"Many people wondered how snow could fall through air with 40- and 50-degree temperatures in the Valley, well above freezing. National Weather Service meteorologists said Sunday that moisture particles were being lifted higher in the atmosphere, where it is very cold."Today, what happened was, there was a little bit of clearing in the afternoon, instability, small thunderstorms formed south of Prescott and near Cave Creek and Carefree, moved south and there was a down rush of wind and particles," meteorologist Hector Vásquez said. He explained that all moisture in clouds starts off in snowflake form, but because the moisture was so high up in the atmosphere, it stayed colder for longer and didn't melt immediately, allowing it to remain as snow at non-freezing temperatures. It would be the same as watching an ice cube melt slowly rather than immediately on a warm surface, meteorologist Austin Jamison said."
Thank you for that ice melting metaphor, because without that I don't think I would get it.
3 comments:
Dizzying, truly dizzying. Can he explain how if heat rises, the ice in a pond (being colder than water) floats to the top of the pond. If it worked like it is supposed to, the colder water is the deeper water and should freeze first at deeper temperature and force the fish up to the top of the pond and eventually freeze the water with those same fish (or members of their families) flipping madly on the ice where kids could simply gather them up and take them home to mamma.
Why not?
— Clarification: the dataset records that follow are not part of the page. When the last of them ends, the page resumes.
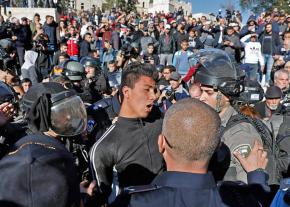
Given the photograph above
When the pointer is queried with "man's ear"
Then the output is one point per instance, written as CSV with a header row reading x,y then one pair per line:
x,y
161,144
126,91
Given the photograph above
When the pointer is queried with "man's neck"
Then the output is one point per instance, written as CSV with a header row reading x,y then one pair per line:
x,y
198,167
126,112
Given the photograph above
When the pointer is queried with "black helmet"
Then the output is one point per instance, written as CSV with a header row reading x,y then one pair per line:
x,y
160,68
73,70
252,93
90,62
50,106
217,70
6,93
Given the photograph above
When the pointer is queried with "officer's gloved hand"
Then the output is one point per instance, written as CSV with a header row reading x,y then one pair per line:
x,y
257,158
6,113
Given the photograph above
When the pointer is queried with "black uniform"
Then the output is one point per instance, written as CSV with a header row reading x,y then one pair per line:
x,y
91,90
100,116
39,172
174,189
130,147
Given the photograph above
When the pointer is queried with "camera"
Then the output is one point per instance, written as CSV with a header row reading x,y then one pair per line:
x,y
169,93
286,103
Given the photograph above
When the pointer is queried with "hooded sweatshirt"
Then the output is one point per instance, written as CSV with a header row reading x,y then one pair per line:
x,y
28,69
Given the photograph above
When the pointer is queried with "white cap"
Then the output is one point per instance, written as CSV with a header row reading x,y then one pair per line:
x,y
167,26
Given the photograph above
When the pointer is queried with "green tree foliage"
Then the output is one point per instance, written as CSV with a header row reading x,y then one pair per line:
x,y
258,6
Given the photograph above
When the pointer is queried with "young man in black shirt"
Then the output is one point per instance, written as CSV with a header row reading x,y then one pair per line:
x,y
130,145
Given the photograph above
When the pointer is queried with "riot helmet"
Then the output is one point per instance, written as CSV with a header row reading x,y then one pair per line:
x,y
6,93
73,70
90,62
49,106
217,70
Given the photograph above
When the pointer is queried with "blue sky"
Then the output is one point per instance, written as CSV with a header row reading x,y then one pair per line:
x,y
208,6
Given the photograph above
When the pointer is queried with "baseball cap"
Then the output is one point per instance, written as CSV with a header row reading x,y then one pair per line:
x,y
273,92
175,76
167,26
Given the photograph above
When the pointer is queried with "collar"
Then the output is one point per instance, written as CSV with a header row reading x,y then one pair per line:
x,y
179,89
227,115
183,179
116,103
41,139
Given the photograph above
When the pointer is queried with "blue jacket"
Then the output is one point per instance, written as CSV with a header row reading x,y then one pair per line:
x,y
174,189
39,171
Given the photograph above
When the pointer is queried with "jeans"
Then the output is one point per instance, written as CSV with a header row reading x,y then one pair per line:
x,y
252,73
166,59
269,62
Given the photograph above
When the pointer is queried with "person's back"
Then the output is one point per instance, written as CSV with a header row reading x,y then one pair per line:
x,y
39,167
187,181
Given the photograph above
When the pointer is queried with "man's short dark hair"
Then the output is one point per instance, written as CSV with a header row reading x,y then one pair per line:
x,y
111,62
150,44
25,80
191,129
184,40
63,44
170,67
133,72
87,34
65,55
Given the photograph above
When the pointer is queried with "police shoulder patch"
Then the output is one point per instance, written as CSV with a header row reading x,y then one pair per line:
x,y
141,189
243,149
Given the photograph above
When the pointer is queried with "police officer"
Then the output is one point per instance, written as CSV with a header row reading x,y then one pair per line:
x,y
10,131
75,72
95,82
102,114
220,84
39,164
188,140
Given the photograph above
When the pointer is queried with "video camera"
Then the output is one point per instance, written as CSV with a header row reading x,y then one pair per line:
x,y
286,103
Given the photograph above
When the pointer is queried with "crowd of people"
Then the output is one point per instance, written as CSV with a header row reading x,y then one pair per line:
x,y
128,109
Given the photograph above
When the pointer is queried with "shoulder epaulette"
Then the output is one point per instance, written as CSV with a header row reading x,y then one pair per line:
x,y
141,189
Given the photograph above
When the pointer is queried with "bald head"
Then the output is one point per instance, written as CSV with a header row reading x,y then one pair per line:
x,y
191,129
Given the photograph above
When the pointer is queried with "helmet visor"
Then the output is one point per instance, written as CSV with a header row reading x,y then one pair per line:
x,y
69,117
It would be a lot easier than ice-fishing and there would be a lot warmer buns--if you know what I mean.
I'll bet that Austin Jamison could come up with a good metaphor for that.
I found myself asking these questions yesterday (howe it can snow if temps are above freezing). fortunately for me, I was able to answer them after thinking it over for a minute. But give the folks a little leeway here. Not everyone has grown up seeing seasons (I was raised in Florida! the only place WARMER than Arizona in the winter).